Eu caminhava
na frente como deve caminhar todo o homem que se preza sobretudo quem deva dar
o exemplo. Fui por isso o primeiro a vê-lo, vi-o mas calei-me bem caladinho
esperando que a coluna o visse, ou pelo menos alguém naquela fila de pobres diabos famintos,
sedentos e cansados serpenteando p’la savana desse o alarme.
Vi-o
e ao vê-lo todos os meus sentidos ficaram alerta, arrebitei as orelhas e foquei
os olhos ao longe em varredura. Como um radar varre os céus eu varria a picada,
o horizonte, o capim baixo, as escassas árvores e alguns afloramentos rochosos dispostos
à direita e à esquerda do rumo que palmilhávamos.
É difícil
imaginar quanto uma coisa tão pequena mexeu connosco, nos sobressaltou e
colocou em sentido, melhor, em estado de sentinela alerta. Como difícil é
imaginar quão tal coisa nos pode dizer apesar de tão diminuta mas a verdade é
que disse e muito, porém só fala se a interrogarmos, se nos interrogarmos.
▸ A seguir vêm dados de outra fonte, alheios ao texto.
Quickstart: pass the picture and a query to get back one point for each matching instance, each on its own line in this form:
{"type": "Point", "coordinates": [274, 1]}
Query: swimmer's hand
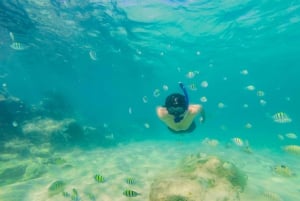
{"type": "Point", "coordinates": [161, 111]}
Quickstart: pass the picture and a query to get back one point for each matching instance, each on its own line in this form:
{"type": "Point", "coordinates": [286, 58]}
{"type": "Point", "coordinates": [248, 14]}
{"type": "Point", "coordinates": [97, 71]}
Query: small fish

Quem
porfia mata caça, e se tal é verdade o inverso também o é, quem não porfia é
caçado.
Cem
metros adiante estaquei, a coluna estacou atrás de mim e só então alguns acordaram
do torpor que seis horas de marcha tinham incutido nos homens, neles e nelas,
tendo havido quem pensasse irmos parar ali, descansar, limpar as armas, até o
sol ir já bem alto e o perigo de desidratação elevar-se com ele.
Fiz
um sinal e toda a coluna se agachou curiosa e repentinamente desperta, rostos
tensos, olhos bem abertos, um joelho no chão, o dedo no gatilho. Não, aquele
sinal não fora para descansar, bem pelo contrário e a pulsação acelerou em todos,
alguns escorrendo suor pela testa, patilhas, cara, pescoço e p'la coluna
vertebral causando arrepios nos homens, suor frio não incomoda, enerva, convoca
o medo, deixa todos tensos, os nervos uma catapulta pronta a soltar a energia
armazenada, dentes rangendo, mais que uma vez mordi a língua.
-
Alguém mais o viu ? Passem palavra baixinho.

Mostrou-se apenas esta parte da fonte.